The wrappers are generated with pybind11.
Target audience are developers who work with Docker and/or ROS to and would like to use kaldi-asr as the speech recognition system in their application on GNU/Linux operating systems (preferably Ubuntu>=18.04).
- Python 2.7 or 3.6
- numpy
- pybind11
- setuptools
- pkgconfig
- pyaudio
- future
- kaldi-asr or tue-robotics fork of kaldi-asr
tue-get install python-yapykaldi
This does not install the test scripts and data directory at the moment.
-
Install dependencies
sudo apt-get install build-essential portaudio19-dev pip install setuptools numpy pybind11 pkgconfig pyaudio
-
[Recommended] Install kaldi-asr from tue-robotics fork. This fork has some modifications to the cmake generate script and comes with installation scripts that ensure the pkgconfig file is generated correctly and is available to the bash environment
git clone https://github.com/tue-robotics/kaldi.git cd kaldi ./install.bash --tue echo "source ~/kaldi/setup.bash" >> ~/.bashrc
-
[Alternative] Install kaldi-asr from the upstream kaldi repository using CMake with -DBUILD_SHARED_LIBS=ON. Create a pkgconfig file in
dist/lib/pkgconfig/
(relative to repository root) and add the following to~/.bashrc
if [[ :$PKG_CONFIG_PATH: != *:$KALDI_ROOT/dist/lib/pkgconfig:* ]] then export PKG_CONFIG_PATH=$KALDI_ROOT/dist/lib/pkgconfig${PKG_CONFIG_PATH:+:${PKG_CONFIG_PATH}} fi
-
Install yapykaldi
git clone https://github.com/ar13pit/yapykaldi cd yapykaldi pip install .
-
[Optional] Download nnet3 models to run examples
cd yapykaldi/data wget https://github.com/tue-robotics/yapykaldi/releases/download/v0.1.0/kaldi-generic-en-tdnn_fl-r20190609.tar.xz tar xf kaldi-generic-en-tdnn_fl-r20190609.tar.xz mv kaldi-generic-en-tdnn_fl-r20190609 kaldi-generic-en-tdnn_fl-latest
To run the examples the optional step from installation from source needs to be completed.
- Test kaldi nnet3 model using test_nnet3.py
- Test simple audo recording using test_audio.py
- Test continuous live speech recognition using test_live.py
yapykaldi can be used for both online and offline speech recognition with open grammar.
The idea behind online speech recognition workflow is that a microphone stream (created using pyaudio) is connected to yapykaldi OnlineDecoder object using IPC. The microphone stream writes a stream chunk to the shared queue which is sequentially read by the OnlineDecoder object to generate a stream of recognized words.

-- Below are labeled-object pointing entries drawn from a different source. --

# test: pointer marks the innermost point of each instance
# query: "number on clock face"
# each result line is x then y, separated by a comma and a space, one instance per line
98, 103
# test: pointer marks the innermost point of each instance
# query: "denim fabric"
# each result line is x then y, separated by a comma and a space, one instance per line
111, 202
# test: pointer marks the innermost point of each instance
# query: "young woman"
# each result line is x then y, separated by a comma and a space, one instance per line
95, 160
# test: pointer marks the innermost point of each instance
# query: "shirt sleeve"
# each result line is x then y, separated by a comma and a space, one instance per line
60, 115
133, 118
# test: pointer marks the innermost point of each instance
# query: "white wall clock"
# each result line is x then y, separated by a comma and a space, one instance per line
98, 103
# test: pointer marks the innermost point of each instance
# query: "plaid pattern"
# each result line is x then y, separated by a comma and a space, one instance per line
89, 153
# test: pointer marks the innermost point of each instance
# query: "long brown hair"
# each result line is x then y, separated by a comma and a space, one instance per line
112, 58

A signal handler listens for an interrupt signal which tells the OnlineDecoder to stop and finalize the recognition, and signals the microphone process to cleanly close the stream and write the heard data in a wav
file. Refer to test_live.py for this workflow.
The offline speech recognition workflow follows two approaches. First is to read the entire wav
file and do the recognition over the entire file at once. Second is to create a data stream from the wav
file to emulate a microphone and recognize data in chunks. Refer to test_nnet3.py for this workflow.